Strona:Augustyn Thierry - Spiskowcy.djvu/164

Ta strona została przepisana.

— Ojcze!... Litości, drogi ojcze!... Byłem szalony... kochałem!
Starzec skrzywił twarz: była na niej rozpacz, obawa, duma — wszystkie uczucia, a przecież schylił głowę i zamilkł. Znów cisza panowała w gabinecie. Z ulicy dochodziły odgłosy miejskie, a w tej chwili panowały nad niemi dźwięki piszczałek i rulady bębnów pułku grenadjerów, który defilował przez plac Carouselu. Zwykle w tej porze rozstawiano warty w pałacu Tuileryjskim.
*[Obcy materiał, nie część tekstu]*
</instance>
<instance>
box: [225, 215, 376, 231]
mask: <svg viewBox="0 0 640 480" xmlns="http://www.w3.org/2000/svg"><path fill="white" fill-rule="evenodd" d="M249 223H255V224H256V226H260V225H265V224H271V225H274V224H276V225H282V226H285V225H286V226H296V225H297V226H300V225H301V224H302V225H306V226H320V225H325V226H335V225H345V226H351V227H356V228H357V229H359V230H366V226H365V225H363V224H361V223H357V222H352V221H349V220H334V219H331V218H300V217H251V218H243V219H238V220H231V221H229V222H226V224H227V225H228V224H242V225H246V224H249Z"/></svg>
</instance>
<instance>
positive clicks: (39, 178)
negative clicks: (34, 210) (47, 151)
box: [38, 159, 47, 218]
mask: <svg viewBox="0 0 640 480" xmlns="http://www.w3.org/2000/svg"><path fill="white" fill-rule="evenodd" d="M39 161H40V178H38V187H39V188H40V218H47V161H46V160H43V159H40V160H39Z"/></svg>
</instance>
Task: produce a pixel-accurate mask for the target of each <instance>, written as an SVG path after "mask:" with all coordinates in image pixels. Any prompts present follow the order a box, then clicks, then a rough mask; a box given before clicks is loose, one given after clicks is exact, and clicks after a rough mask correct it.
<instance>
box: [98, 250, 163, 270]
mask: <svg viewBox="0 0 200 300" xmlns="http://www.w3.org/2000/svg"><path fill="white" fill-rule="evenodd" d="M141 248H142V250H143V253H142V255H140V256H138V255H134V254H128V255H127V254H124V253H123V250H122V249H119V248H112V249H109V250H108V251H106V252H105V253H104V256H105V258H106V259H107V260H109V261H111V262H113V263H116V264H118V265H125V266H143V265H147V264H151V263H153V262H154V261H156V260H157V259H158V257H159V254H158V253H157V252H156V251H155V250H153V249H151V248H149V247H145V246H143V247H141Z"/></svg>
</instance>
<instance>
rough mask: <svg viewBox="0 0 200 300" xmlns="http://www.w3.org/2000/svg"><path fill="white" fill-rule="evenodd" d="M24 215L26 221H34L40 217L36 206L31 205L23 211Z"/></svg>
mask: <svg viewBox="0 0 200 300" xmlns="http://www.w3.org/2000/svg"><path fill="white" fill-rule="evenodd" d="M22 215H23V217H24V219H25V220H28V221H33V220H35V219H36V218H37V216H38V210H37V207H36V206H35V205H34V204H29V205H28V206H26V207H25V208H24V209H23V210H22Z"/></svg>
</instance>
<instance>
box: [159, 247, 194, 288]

Pan minister przeglądał jakieś papiery; znalazłszy widać szukany, odezwał się do winowajcy:
— Panie Besnard, śledztwo — oh, śledztwo jeszcze bardzo niedokładne, ogólnikowe zaledwo — stawia panu zarzut premedytacji i przygotowania zasadzki.
— Śledztwo się myli — brzmiała odpowiedź.
— Życzyłbym panu tego... Ale, bądź co bądź, musisz pan przyznać, że ta księżna de Carpegna zbliżyła pana do mazinistów. Jeden z tych bandytów, dziś aresztowany, zeznał to najformalniej... Nie przecz pan: fakt to stwierdzony. Jeden ze świadków widział pana, jak onegdaj wchodziłeś do jednej z ich kryjówek w Montmartre: stróż domu, który dał pański jaknajdokładniejszy rysopis. Zresztą, cóż miałaby na myśli dawna pańska metresa, gdy mówiąc o panu, zawołała: «Ten człowiek jest moim kochankiem, a ja jego wspólniczką!» Wszak to dość jasne?... Niestety, zbyt jasne! Nie przerywaj mi pan, proszę... sądzę, żeś pan musiał wiedzieć przecie, co zacz była ta tak zwana księżna... Nie?... Temu trudno uwierzyć!... Ten sam włoch, przyjaciel tej damy, oznajmił nam, kto jest ta piękność... jest to kurtyzanka, kobieta upadła, która niegdyś w Londynie po trotuarach zbierała wielbicieli swych wdzięków, jest to Rozyna Savelli, jedna z tych...
Hrabia Brutus Besnard krzyknął przeraźliwie.
— Savelli!... Ona się nazywa Savelli!...
Starzec drżał, jak gdyby go febra męczyła.